Pak Sakerah bernama asli Sadiman. Ia hidup dan tinggal di Bangil, Pasuruan, pada 1800-an. Mandor tebu, pekerjaannya. Ia beristri dua. Ginten dan Marlena. Yang kedua itu, cantik tak terkira. Anak perempuannya bernama Syakirah. Dari bahasa Arab yang berarti pandai bersyukur. Sama dengan lazimnya orang Madura, Sadiman lalu disebut sebagai Pa’(na) Syakirah. Pak Sakerah. Nama itu melekat.

Sampai dengan akhir 2014, saya masih kerap menjumpai anak-anak seusia sekolah dasar yang tak tahu nama orang tuanya. Mereka mengenali orang tuanya dipanggil sesuai nama anak pertama. Mereka kira, itulah nama orang tuanya. Itu di Situbondo dan Bondowoso. Pernah, saya menanyakan alamat seseorang kepada anak 13 tahun. “Ta’ onéng,” akunya setelah agak lama mengingat. Ia tak tahu.

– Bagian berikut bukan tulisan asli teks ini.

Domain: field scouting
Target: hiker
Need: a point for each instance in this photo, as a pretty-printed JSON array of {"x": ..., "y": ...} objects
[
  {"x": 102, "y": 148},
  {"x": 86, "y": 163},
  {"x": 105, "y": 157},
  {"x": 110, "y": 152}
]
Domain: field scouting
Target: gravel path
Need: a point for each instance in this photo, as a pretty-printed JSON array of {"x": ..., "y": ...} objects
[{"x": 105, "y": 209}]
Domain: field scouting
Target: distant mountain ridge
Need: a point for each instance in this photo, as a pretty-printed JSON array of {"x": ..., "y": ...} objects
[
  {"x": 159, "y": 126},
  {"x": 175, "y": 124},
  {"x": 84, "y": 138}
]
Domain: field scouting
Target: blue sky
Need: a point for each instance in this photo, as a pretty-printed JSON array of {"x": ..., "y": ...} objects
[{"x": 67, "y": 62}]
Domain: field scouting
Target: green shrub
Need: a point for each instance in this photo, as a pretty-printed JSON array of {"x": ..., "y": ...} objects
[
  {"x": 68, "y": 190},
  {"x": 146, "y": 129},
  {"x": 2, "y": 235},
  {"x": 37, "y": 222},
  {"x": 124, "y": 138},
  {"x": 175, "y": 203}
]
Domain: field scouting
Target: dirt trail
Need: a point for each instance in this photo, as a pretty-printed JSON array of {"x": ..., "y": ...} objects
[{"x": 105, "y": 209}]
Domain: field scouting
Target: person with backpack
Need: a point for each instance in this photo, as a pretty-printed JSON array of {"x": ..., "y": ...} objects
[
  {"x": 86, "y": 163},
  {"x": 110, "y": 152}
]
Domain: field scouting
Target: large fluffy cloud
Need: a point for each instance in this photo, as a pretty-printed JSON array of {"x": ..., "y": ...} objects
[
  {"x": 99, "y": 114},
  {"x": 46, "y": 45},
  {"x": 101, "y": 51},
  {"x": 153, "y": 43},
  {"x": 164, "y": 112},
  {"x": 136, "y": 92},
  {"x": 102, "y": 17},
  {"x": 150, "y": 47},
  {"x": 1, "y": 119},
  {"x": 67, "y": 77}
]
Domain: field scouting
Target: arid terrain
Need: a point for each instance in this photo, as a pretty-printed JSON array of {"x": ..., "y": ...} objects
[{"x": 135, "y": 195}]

Saya agak heran. Itu di desa. Biasanya, mudah saja menemukan alamat seseorang di desa. Semua orang kenal. Apalagi, masyarakat berlatar Madura punya pola mukim yang khas. Antartetangga berkerabat. Tanéyan lanjhâng, namanya. Benar saja, saya segera menemukannya setelah bertanya kepada orang lain.

Rupanya, saya kurang cermat. Nama yang saya tanyakan adalah nama asli yang tertera dalam identitas resmi. Nyama dâging, istilahnya. Sedangkan, masyarakat mengenalnya dengan nama anaknya. Lucunya, anak yang saya tanya pertama itu ternyata anaknya. Kali ini, anak itu menghampiri saya, ékom—cium tangan, dan tersipu.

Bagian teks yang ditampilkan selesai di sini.